- Whole Foods has terminated the store graphic artist position and laid off all regional marketing staff below the level of associate coordinator, according to Business Insider. The decision applies throughout the company. It is unclear how many positions are being eliminated.
- In a seven-minute recording, Business Insider reported that the northeast regional manager said the decision was made to further centralize marketing operations, including "the creation and production of signage and decisions around signage needs."
- The move follows the departure of more than a dozen executives who have left due to cultural differences with new owner Amazon.
The efforts to centralize Whole Foods’ operations, initiated by the company before it was acquired, are continuing apace, raising questions about whether the grocer is losing its identity and how much that really matters.
The store graphic artist is a position that sits close to the core Whole Foods brand. These individuals create custom chalk signs and other displays listing prices, vendor profiles and other information. One store graphic artist in Bend, Oregon said on Whole Foods’ website that they are "responsible for those chalkboards as well as the accuracy of item/pricing signage, maintenance of the associated databases and the creation, upkeep and distribution of all advertising and in-store marketing collateral.”
These workers helped advertise local products and producers, which could vary from store to store. With Whole Foods cutting ties with many small producers as it centralizes its buying efforts and institutes new marketing fees, it makes sense that the graphic designer position would be on the chopping block.
It’s unclear what responsibilities fell to the regional marketing staff that were terminated. What is apparent is that Whole Foods’ high operating costs needed to come down. Although the grocer started the centralizing process, Amazon, renowned for its efficiency, is more than willing to continue this work.
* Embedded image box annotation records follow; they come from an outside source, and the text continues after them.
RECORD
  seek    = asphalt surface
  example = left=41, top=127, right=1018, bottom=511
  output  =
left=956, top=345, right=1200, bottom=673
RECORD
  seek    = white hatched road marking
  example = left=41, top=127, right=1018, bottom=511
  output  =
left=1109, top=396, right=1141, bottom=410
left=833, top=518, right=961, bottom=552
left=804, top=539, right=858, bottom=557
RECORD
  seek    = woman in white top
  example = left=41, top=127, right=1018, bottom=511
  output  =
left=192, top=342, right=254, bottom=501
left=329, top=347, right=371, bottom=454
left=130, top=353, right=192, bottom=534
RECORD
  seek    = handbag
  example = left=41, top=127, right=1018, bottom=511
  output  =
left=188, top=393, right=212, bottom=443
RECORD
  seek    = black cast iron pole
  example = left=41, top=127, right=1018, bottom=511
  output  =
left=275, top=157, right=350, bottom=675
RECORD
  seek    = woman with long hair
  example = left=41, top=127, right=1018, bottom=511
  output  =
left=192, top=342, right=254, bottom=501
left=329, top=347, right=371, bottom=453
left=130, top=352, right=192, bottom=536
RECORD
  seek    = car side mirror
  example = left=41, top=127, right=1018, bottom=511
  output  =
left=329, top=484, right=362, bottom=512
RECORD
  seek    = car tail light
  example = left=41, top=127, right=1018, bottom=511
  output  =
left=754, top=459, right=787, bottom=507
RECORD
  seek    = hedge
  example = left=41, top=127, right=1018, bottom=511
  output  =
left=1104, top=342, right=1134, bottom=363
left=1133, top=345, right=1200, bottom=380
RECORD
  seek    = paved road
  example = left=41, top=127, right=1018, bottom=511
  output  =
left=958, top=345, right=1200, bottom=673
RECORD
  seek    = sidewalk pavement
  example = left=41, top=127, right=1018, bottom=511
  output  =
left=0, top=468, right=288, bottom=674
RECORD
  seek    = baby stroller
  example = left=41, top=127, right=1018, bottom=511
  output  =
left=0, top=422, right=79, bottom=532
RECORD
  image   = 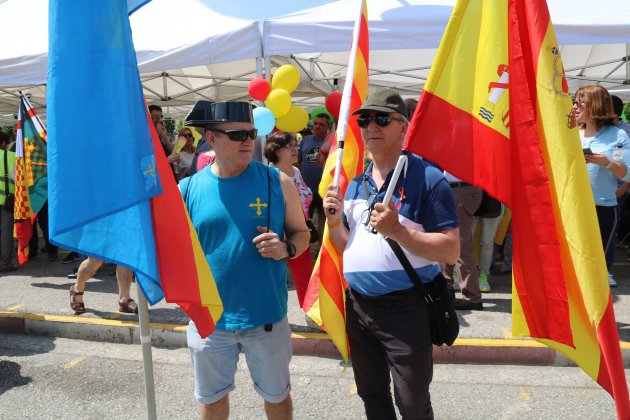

The cultural clash between the two companies was not unexpected, and mergers frequently result in staff shakeouts and corporate defections. But Whole Foods’ mainstream drift could come at the price of brand identity. In addition to favoring large suppliers, Amazon reportedly wants to bring in products that fall outside the grocer’s “all natural” standards, such as Coca Cola. Whole Foods recently held a summit to reassure suppliers of its commitment to its core standards.
Significant changes have been long overdue at Whole Foods. The company has some of the highest operating costs in the industry, and it needs to cut back on its workforce and product count. But this is a balancing act, because while Whole Foods has lost out to the competition in recent years, the Whole Foods brand remains very valuable.
Barclays analysts highlighted this balancing act in a recent note to investors. They expected Amazon to “conventionalize” Whole Foods, but note this could come at the cost of differentiation. During store trips, they’ve noticed the grocer increasingly promoting large brands like Domino Sugar and less-than-healthy selections such as pizza and chocolate.
“While technically staying true to the company’s core values – the shift still comes with risk (as well as opportunities),” the analysts wrote. “If not done successfully, [Whole Foods] increasingly becomes just another grocer — which could create a meaningful opportunity for other specialty players to take share (e.g., Sprouts, Natural Grocers, Earthfare). If done successfully, [Whole Foods] could broaden its customer base without alienating its core consumers or harming its core competencies.”